Finding renewable alternatives to fossil fuels is one of the most important challenges of the twenty-first century. In this context, biomass is an important source of renewable energy. This thesis concerns the pyrolysis of centimeter-scale biomass particles, a process that is a key step in the thermochemical conversion of biomass resources to biofuels.

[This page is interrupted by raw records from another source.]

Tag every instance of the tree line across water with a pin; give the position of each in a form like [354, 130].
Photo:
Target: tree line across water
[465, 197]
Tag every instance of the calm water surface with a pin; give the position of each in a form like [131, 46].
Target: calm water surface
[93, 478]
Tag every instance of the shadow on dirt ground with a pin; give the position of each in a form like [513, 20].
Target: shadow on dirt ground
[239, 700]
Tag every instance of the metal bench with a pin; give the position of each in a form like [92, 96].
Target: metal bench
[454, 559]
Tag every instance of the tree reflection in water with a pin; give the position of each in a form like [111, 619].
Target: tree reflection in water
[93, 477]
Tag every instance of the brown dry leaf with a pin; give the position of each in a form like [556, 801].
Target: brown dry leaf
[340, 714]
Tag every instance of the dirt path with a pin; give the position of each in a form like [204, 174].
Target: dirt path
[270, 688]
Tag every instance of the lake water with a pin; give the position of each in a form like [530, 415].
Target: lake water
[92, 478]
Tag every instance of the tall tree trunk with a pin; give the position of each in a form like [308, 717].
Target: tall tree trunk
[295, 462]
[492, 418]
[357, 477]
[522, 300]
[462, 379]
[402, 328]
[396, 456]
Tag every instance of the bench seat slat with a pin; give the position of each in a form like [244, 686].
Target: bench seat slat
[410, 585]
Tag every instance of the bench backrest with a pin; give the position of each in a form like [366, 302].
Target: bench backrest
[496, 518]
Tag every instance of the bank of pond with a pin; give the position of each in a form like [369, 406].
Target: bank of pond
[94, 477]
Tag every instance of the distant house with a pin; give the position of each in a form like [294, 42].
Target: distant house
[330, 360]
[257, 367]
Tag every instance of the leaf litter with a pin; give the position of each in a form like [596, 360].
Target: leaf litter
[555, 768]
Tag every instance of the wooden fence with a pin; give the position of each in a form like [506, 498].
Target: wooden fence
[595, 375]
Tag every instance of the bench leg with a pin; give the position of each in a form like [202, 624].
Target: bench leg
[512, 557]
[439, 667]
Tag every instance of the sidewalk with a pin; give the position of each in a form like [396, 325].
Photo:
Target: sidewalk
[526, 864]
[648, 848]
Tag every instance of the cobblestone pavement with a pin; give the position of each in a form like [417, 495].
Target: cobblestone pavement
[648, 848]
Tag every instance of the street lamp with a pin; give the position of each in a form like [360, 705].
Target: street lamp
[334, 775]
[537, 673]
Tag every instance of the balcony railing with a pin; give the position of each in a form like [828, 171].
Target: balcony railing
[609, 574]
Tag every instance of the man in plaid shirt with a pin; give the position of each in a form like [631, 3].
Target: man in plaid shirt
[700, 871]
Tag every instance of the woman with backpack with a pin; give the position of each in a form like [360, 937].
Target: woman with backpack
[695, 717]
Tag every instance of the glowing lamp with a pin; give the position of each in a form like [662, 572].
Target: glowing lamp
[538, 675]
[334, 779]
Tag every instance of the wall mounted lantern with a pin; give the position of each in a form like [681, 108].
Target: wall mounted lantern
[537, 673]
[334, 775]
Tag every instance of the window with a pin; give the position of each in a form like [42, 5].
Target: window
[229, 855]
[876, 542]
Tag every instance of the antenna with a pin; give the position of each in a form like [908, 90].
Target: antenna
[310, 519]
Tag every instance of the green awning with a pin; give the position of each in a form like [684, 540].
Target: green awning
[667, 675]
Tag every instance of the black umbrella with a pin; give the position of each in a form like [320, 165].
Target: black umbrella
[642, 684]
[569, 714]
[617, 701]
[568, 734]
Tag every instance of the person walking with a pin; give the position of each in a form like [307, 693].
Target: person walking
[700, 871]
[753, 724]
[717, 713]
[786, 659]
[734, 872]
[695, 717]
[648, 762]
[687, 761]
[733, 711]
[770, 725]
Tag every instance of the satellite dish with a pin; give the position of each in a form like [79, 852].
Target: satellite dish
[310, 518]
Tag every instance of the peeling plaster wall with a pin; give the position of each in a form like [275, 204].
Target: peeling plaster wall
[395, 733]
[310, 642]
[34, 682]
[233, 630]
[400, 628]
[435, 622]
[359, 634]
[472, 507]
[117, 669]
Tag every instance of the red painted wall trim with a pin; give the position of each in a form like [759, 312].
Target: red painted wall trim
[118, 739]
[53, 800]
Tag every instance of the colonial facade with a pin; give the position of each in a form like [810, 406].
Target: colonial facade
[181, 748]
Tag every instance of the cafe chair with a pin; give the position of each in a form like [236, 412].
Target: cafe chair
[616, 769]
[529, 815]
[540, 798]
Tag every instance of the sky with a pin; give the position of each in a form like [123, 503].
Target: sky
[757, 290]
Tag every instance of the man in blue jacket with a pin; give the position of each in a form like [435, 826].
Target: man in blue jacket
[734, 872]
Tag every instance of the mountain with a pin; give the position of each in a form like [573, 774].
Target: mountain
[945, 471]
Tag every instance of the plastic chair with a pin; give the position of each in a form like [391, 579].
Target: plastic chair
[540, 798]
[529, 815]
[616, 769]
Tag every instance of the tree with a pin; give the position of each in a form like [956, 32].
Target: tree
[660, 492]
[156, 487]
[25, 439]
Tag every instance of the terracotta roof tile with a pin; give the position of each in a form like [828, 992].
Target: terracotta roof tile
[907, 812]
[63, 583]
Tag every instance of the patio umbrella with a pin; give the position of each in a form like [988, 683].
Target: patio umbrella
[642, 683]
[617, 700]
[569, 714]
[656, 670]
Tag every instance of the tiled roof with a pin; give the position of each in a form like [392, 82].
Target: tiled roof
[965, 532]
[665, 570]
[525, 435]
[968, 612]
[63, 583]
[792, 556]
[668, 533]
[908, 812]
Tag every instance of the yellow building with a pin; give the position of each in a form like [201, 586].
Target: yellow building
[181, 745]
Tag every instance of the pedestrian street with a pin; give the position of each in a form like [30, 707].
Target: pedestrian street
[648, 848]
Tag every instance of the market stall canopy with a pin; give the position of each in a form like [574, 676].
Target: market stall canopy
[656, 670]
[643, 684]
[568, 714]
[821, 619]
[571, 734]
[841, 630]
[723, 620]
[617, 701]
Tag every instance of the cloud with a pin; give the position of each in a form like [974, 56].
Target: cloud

Biomass particles commonly have irregular shapes and sizes, which are critical parameters affecting heat and mass transfer rates during the pyrolysis process. To investigate the pyrolysis behavior of biomass particles of various shapes and sizes, a mathematical model was introduced and numerically solved to simulate the complex physical and chemical reactions during biomass pyrolysis. Prolate and oblate ellipsoids were chosen to represent the biomass particles of arbitrary and irregular geometries. Numerical simulations were validated against relevant literature and experimental data. The effect of the particle shapes and sizes on the mass loss, center temperature, pyrolysis duration, and the product yields were investigated.

In this study, the bio-oil directly produced from the pyrolysis of centimeter-scale biomass particles contains a large number of oxygenated compounds and does not have any hydrocarbon compounds. In order to improve the bio-oil quality, both the pre-treatment of the biomass and post-treatment of the pyrolysis vapors were investigated respectively in a fixed-bed furnace reactor.

Torrefaction is the thermal treatment of biomass particle before they are pyrolyzed. To investigate the effect of torrefaction temperature and time on wood pyrolysis, centimeter-scale pine wood particles were first torrefied at 225 °C, 250 °C, 275 °C, and 300 °C for 15 min, 25 min, and 35 min. Then the torrefied wood particles were used as the feedstock for pyrolysis. Pyrolysis yields of liquid, gas, and char were calculated and found to be affected by the torrefaction conditions. The temperature profiles in the center of the particles were measured and, both the endothermic and exothermic reactions were observed and explained. Chemical analysis of bio-oil obtained from torrefied wood showed that no hydrocarbon species were detected after torrefaction treatment.

Zeolite cracking is a post-treatment technique of the pyrolysis vapor in a high-temperature catalyst environment. Pine wood particles were pyrolyzed in a vertical tube furnace at 500 °C followed by the upgradation of pyrolysis vapors using zeolite ZSM-5 at catalyst temperatures of 400-600 °C (steps of 50 °C). The catalyst was later regenerated to recover its acidity and activity. Pyrolysis oil collected before and after catalysis was characterized by measuring the yield, the water content, and the chemical composition of its organic content. The pyrolysis oil before catalysis was homogeneous and highly oxygenated and neither aromatic nor polycyclic aromatic hydrocarbons (PAH) were detected. Upon catalytic treatment, the yield of bio-oil was markedly reduced from 56.32% to 43.69% (catalyst temperature: 400 °C), and it decreased with increasing catalyst temperature. The change of water content was very small for different catalytic pyrolysis cases. Chemical analysis of the bio-oil showed that aromatic hydrocarbons and PAH were formed in significant amounts upon catalytic treatment. The content of acids and ketones was reduced after catalysis. The overall effect of the usage of regenerated catalyst on the pyrolysis products was not significant in the current study.